Social media has a place in everything we do. Businesses everywhere are integrating it into their companies, knowing that they will fall behind the times if they don’t. Andrea Merry from Horizon Bank; Andrew Jones, a researcher at Altimeter Group; Jacob Mullins, a partner development manager at Microsoft; and Tabrez Sayed, vice president of Spiceworks collaborated to explain what social media can do for all types of industries.
Social media sites can help companies show customers that they care. Mullins emphasized the value in maintaining a voice that says, “I am the person who cares.” Social media allows us to think in a more specific, targeted sense, while treating individual customers diligently and compassionately. “We live and die by our community,” Sayed added, so we need to nourish it.
But what can social media do for a company? Jones asserted that, “Community insight is absolutely one of the most powerful tools that social media is going to be bringing.” It helps businesses gauge information about their customers’ preferences, leading to better marketing strategies and products that accurately give people what they need.

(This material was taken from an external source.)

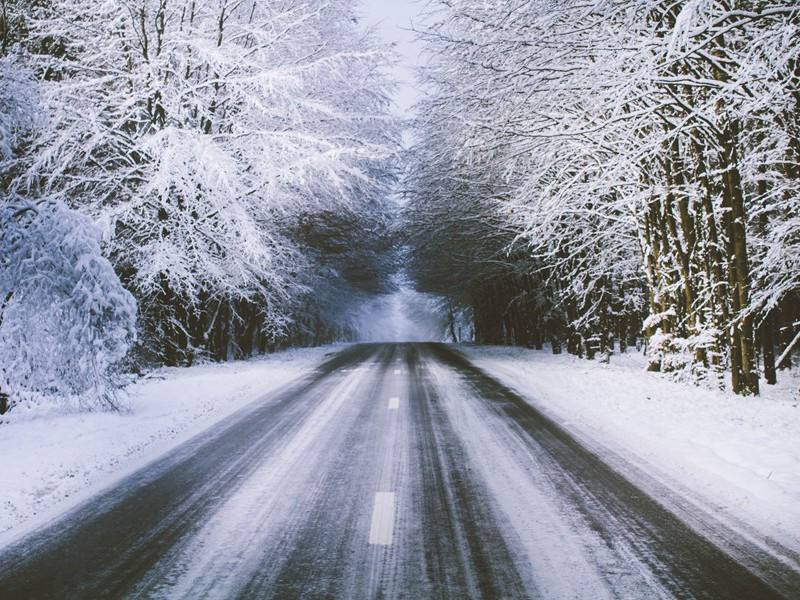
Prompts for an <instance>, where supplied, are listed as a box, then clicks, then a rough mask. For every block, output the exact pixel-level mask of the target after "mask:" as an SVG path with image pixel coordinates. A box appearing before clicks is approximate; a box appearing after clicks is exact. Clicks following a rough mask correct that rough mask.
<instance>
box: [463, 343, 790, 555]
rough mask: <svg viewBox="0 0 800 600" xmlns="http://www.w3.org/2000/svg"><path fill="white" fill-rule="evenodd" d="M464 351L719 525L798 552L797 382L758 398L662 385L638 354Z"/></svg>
mask: <svg viewBox="0 0 800 600" xmlns="http://www.w3.org/2000/svg"><path fill="white" fill-rule="evenodd" d="M459 349H460V350H461V351H462V352H463V353H464V354H465V355H466V356H467V357H468V358H470V359H471V360H472V361H473V362H474V363H475V364H476V365H478V366H480V367H481V368H482V369H484V370H485V371H486V372H488V373H489V374H491V375H492V376H494V377H496V378H498V379H499V380H500V381H502V382H503V383H504V384H506V385H508V386H509V387H511V388H512V389H515V390H516V391H518V392H519V393H520V395H521V396H522V397H524V398H526V399H527V400H529V401H530V402H532V403H533V404H534V405H536V406H537V408H540V409H542V410H544V411H545V412H546V413H548V414H550V415H551V416H553V417H554V418H555V419H556V421H558V422H560V423H562V424H563V425H564V426H565V427H567V428H568V429H570V430H572V431H574V432H575V433H576V434H578V435H579V436H580V437H583V438H585V439H589V440H593V441H594V442H597V443H599V444H601V445H602V446H603V447H605V448H607V449H608V450H611V451H612V452H614V453H616V454H617V455H618V456H621V457H622V458H623V459H625V460H627V461H629V462H631V463H632V464H634V465H636V466H638V467H639V468H643V469H645V470H647V471H649V472H651V473H652V474H653V475H654V476H656V477H657V478H659V479H661V478H660V477H659V476H658V473H662V474H663V475H665V476H666V478H665V481H664V483H666V484H667V485H668V486H671V487H677V489H678V490H679V491H688V492H689V494H690V495H691V496H692V498H693V499H694V500H696V501H699V502H700V503H702V504H703V505H704V506H705V507H707V508H709V509H710V510H711V511H712V512H713V513H714V514H716V515H717V516H718V517H719V518H722V519H723V520H726V519H735V520H736V521H737V522H740V523H745V524H747V525H749V526H752V527H753V528H755V529H756V530H757V531H759V532H761V533H762V534H765V535H767V536H770V537H773V538H774V539H776V540H778V541H779V542H780V543H782V544H784V545H785V546H787V547H789V548H791V549H793V550H795V551H800V376H798V373H797V372H795V373H793V374H792V375H791V376H790V375H788V374H786V373H784V374H783V376H782V377H781V379H782V380H781V381H779V383H778V385H777V386H766V385H765V386H764V388H765V389H764V391H763V392H764V395H763V396H762V397H760V398H743V397H740V396H734V395H732V394H726V393H722V392H717V391H711V390H704V389H699V388H697V387H694V386H691V385H688V384H683V383H677V382H672V381H668V380H666V379H665V378H664V377H663V376H660V375H658V374H654V373H648V372H646V371H645V370H644V366H645V362H644V359H643V357H642V356H641V355H638V354H635V353H632V354H628V355H623V356H614V357H612V360H611V364H608V365H606V364H601V363H598V362H594V361H588V360H584V359H578V358H575V357H572V356H568V355H553V354H551V353H549V352H546V351H536V350H528V349H522V348H507V347H470V346H461V347H459Z"/></svg>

Social media spurs innovation and development. For example, through “feature request sections,” used by companies including Spiceworks, consumers can offer feedback on what they do and don’t like, allowing developers to alter products accordingly and update them between shipments.
“It’s that kind of model where we can act and react,” Sayed said. Great ideas from customers would have never come to fruition had they not posted them in social media sites that were then picked up by people who could actualize those ideas.
Social media can be scary at first, but it’s worth it in the end. It’s a new territory for some companies — an area full of confusing jargon. The group compared the integration of social media into the workplace with the idea of adapting as a high schooler. At first, you are extremely uncomfortable, but then a year goes by and you have a whole group of friends. By the time you graduate, it’s as if you own the place.
According to Jones, getting started in social media does require a bit of planning. Start with defined objectives, then establish whether you are ready internally within the company. Next, establish whether you’re ready to reach out externally. But the process is worth it because, “You are opening [your company] to so many people; you can get ideas from that you never would have imagined,” Sayed said.
Has your company integrated a social media plan within its community outreach efforts? How has the experience been for you?